Eine eigenwillige Serie mit einer ständig kaputten grüne Ente und Fidi als verbindendes Element? Das fand ich interessant. Ich begann, mich wieder mehr mit Freddy und seinem Machen zu interessieren. Eigentlich sollte die Serie auf sechs Folgen begrenzt werden, erinnert sich der Macher. Aber das Ganze ist von Beginn an so erfolgreich gewesen, dass ein Ende bislang nicht wirklich abzusehen ist. „Die Geschichte ist, ich stolper’ in meine Themen hinein“, erklärt Freddy.
Kameramann Jörn
Die ersten dreieinhalb Jahre stolperte er mit Fidi. Den rief er an, wenn die Ente wieder einmal ihren Dienst versagt hatte. Doch dann kam die Corona-Pandemie, und Fidi durfte aufs Altenteil und Freddy nicht unter Menschen. Was also tun? Der Macher fing an, ein Tiny House auf seinem riesigen Grundstück zu bauen. Mit dabei: Kameramann Jörn Steinhoff. Es ist das neue Traumpaar, das der „Panne“ neuen Schwung gegeben hat. Auf der einen Seite Jörn, der ewig Nörgelnde, auf der anderen Seite Freddy, der Jörn mit seinem Smartphone filmt.
Bei allem was da durch die Bunten & Binnen-Abnahme muss, hat Freddy im Prinzip freie Hand. „Ich darf auch Sachen einordnen, ich darf meine Meinung haben“, stellt er heraus, was ihm wichtig ist: „Das geht auch nach dem Motto ,Sei einfach du selbst!‘.“ Im Übrigen habe er durch seine Arbeit für „Extra 3“ gelernt, wie wichtig Haltung ist. Und er hat bei einem anderen Nordbremer etwas mitgenommen: Jan Böhmermann. Auch er ist unter anderem ein E.L.F.-Gewächs. Diese gemeinsame Biografie hat es für Freddy möglich gemacht, dass er zwei Jahre für die erste Staffel des „Neo Magazin Royal“ arbeitete.
Das Tiny House
Freddy und ich schlendern über sein riesiges Grundstück. Gut 100 Meter sind es bis zu seinem Corona-Projekt, dem Tiny House. „Das haben wir auf einem alten Anhänger aufgebaut“, erzählt er mir und schließt die Tür auf. Ich bin beeindruckt! Hier hat Freddy wirklich alles das, was er für seine Projekte benötigt. Er zeigt auf einen Platz, an dem ein einsames Mikrofon steht: „Hier spreche ich meine Beiträge ein. Das ist jetzt Hamburg!“ Wie bitte? Wegen der Corona-Pandemie fährt er nicht mehr an die Elbe, um dort für „Extra 3“ oder „WUMMS“ zu produzieren.

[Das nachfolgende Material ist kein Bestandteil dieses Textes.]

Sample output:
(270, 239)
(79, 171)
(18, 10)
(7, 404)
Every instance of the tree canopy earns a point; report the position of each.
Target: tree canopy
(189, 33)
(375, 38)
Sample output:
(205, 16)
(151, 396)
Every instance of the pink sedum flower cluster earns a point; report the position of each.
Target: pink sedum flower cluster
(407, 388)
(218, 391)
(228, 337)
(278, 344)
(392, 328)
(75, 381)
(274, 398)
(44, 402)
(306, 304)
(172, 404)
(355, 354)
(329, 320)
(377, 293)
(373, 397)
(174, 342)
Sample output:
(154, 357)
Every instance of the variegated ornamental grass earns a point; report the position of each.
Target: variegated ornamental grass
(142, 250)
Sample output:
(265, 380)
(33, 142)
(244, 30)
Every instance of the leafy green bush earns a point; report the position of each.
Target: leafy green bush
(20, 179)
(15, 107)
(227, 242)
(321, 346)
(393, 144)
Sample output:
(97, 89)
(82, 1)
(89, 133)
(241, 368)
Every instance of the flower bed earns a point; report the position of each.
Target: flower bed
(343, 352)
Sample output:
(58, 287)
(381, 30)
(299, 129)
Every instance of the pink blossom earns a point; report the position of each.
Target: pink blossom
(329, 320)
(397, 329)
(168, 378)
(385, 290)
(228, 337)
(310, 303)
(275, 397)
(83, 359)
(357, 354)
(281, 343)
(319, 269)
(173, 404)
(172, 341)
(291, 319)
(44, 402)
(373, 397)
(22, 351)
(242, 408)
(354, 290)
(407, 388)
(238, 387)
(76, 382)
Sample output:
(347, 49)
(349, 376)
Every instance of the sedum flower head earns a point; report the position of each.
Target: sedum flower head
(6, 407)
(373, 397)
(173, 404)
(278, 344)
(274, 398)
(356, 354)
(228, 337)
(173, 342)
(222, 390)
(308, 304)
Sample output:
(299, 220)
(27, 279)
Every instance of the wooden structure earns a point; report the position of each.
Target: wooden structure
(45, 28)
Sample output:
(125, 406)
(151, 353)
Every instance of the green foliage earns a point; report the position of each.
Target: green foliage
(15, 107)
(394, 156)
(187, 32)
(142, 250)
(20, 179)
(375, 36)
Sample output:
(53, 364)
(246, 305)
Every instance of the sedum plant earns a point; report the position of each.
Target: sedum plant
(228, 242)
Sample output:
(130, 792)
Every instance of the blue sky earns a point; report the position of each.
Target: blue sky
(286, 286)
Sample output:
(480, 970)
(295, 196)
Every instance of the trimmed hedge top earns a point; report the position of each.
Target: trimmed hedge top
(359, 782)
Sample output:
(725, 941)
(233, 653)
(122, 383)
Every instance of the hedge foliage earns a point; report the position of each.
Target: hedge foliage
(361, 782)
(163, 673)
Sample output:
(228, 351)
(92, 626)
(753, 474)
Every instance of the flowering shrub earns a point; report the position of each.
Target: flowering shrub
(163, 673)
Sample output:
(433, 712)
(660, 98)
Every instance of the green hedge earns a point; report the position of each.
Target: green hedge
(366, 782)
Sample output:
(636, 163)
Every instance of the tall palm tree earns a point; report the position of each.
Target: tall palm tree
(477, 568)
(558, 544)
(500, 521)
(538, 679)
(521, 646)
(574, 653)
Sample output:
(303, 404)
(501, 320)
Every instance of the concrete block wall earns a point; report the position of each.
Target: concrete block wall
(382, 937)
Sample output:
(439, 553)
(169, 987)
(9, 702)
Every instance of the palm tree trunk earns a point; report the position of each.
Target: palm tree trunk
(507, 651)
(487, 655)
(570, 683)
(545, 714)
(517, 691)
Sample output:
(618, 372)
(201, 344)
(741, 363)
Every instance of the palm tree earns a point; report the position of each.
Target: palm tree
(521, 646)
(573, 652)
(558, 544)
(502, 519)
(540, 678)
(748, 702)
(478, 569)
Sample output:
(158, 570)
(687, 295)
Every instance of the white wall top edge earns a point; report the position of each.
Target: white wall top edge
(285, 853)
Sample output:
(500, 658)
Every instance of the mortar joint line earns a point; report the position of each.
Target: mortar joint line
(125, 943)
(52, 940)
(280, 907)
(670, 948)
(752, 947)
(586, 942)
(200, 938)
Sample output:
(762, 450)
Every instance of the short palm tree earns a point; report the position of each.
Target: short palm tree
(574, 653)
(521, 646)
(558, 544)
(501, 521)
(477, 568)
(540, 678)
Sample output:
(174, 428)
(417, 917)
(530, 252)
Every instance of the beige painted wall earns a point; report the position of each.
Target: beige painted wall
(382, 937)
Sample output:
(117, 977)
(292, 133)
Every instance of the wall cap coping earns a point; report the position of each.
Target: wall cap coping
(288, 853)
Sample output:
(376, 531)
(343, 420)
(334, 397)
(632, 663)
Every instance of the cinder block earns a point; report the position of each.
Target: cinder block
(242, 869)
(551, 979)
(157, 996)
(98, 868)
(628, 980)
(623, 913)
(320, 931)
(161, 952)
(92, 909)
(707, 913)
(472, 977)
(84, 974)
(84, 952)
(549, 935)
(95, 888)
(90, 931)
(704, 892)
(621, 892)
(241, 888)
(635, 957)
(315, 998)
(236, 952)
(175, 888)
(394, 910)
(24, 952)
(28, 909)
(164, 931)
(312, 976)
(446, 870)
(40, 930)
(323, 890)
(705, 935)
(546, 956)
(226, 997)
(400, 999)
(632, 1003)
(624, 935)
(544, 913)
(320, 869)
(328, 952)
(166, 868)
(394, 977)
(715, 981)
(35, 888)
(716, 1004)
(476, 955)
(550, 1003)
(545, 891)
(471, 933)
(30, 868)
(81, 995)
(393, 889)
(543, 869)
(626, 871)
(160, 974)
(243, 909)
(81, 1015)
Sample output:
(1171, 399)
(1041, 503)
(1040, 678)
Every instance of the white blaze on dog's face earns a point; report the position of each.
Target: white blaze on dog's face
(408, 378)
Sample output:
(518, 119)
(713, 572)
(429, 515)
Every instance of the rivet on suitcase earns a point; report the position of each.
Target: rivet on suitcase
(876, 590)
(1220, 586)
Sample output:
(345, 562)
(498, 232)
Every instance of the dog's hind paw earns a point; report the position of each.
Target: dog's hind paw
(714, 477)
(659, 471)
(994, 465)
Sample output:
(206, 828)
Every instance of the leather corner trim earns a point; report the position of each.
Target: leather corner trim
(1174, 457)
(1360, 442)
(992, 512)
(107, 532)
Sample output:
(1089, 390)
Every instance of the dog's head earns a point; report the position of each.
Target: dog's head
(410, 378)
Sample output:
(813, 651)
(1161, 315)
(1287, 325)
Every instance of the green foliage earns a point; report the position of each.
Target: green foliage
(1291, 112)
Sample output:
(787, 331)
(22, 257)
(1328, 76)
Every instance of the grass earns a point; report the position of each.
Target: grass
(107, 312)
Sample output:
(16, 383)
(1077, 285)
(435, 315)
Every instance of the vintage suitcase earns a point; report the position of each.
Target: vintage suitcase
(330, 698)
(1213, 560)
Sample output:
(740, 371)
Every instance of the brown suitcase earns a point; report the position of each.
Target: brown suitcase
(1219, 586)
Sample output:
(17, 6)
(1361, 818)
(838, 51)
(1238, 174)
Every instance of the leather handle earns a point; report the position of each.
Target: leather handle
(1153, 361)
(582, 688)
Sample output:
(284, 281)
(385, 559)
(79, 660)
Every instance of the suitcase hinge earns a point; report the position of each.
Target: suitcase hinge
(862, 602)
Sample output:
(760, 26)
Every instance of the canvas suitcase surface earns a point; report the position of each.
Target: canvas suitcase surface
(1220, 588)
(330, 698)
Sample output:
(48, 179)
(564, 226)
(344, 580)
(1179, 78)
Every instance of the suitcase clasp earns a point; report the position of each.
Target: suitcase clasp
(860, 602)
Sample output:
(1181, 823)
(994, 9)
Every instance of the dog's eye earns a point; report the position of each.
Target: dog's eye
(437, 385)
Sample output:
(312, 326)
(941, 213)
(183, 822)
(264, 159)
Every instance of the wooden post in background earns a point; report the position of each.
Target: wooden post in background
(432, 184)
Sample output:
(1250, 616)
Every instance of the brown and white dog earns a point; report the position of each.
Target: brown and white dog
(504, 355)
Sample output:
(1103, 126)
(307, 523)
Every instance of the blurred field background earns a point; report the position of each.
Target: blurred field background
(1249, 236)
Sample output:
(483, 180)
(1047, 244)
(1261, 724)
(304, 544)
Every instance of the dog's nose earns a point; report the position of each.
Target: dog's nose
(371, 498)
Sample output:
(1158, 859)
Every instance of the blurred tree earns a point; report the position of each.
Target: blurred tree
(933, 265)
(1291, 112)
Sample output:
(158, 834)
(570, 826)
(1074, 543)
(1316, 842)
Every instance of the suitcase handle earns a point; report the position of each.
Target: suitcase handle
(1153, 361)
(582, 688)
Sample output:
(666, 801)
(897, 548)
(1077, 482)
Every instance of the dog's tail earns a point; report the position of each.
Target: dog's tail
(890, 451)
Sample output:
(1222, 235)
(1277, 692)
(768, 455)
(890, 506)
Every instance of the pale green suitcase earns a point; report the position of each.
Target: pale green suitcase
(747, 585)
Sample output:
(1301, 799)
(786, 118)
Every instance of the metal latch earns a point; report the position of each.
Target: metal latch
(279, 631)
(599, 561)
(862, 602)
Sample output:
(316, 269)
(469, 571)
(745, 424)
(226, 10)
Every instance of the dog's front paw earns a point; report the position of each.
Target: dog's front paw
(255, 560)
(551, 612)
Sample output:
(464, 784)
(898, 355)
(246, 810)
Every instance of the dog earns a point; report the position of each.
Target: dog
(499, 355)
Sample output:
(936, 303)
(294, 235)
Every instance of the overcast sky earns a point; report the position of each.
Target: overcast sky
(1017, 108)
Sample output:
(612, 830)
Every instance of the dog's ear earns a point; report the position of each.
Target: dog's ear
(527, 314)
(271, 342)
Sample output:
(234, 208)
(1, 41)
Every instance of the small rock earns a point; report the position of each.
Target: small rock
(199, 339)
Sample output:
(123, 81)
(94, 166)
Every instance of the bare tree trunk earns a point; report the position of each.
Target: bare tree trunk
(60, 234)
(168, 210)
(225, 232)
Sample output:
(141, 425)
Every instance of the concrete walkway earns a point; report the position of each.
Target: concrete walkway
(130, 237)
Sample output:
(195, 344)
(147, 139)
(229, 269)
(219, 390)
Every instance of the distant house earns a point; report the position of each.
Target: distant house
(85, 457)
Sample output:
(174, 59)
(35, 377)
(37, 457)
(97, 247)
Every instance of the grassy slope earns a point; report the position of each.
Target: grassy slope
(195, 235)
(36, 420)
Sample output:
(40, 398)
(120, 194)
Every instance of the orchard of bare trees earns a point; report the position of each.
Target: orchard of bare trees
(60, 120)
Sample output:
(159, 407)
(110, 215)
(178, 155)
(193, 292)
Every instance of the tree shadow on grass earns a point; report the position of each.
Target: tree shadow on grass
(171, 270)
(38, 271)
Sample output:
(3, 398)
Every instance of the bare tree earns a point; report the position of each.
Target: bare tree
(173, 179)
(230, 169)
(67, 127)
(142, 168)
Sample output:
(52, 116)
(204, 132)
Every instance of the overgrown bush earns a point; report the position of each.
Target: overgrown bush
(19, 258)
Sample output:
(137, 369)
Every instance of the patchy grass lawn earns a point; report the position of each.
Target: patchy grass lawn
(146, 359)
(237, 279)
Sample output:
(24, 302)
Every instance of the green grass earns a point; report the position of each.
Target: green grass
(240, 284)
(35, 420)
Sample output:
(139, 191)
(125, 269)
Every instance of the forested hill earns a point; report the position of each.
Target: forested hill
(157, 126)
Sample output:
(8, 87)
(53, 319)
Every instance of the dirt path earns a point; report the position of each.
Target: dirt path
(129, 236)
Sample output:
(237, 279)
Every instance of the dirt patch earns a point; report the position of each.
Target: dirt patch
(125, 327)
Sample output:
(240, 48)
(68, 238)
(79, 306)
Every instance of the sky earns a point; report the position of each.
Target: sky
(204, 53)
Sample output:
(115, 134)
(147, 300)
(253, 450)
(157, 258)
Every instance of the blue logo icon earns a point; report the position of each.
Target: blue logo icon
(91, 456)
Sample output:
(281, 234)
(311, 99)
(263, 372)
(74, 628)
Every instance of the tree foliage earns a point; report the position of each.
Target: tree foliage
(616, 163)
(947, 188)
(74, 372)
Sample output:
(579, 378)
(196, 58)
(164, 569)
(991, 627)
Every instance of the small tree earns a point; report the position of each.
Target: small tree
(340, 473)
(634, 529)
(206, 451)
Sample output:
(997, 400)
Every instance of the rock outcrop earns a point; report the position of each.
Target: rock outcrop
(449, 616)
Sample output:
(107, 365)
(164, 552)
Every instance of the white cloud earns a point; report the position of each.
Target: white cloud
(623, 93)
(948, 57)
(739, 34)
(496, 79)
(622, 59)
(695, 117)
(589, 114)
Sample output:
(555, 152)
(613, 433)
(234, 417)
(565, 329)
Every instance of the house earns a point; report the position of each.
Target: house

Und aktuell? In diesem Sommer ist Freddy für die „Panne“ mit seinem Kumpel Ansgar Langhorst unterwegs. Und zur Fußball-Europameisterschaft produziert er für den nach den Spielen ausgestrahlten „Sportschau-Club“, den Micky Beisenherz moderiert, mit dem „WUMMS“-Team die „WUMMS-Gesichter“.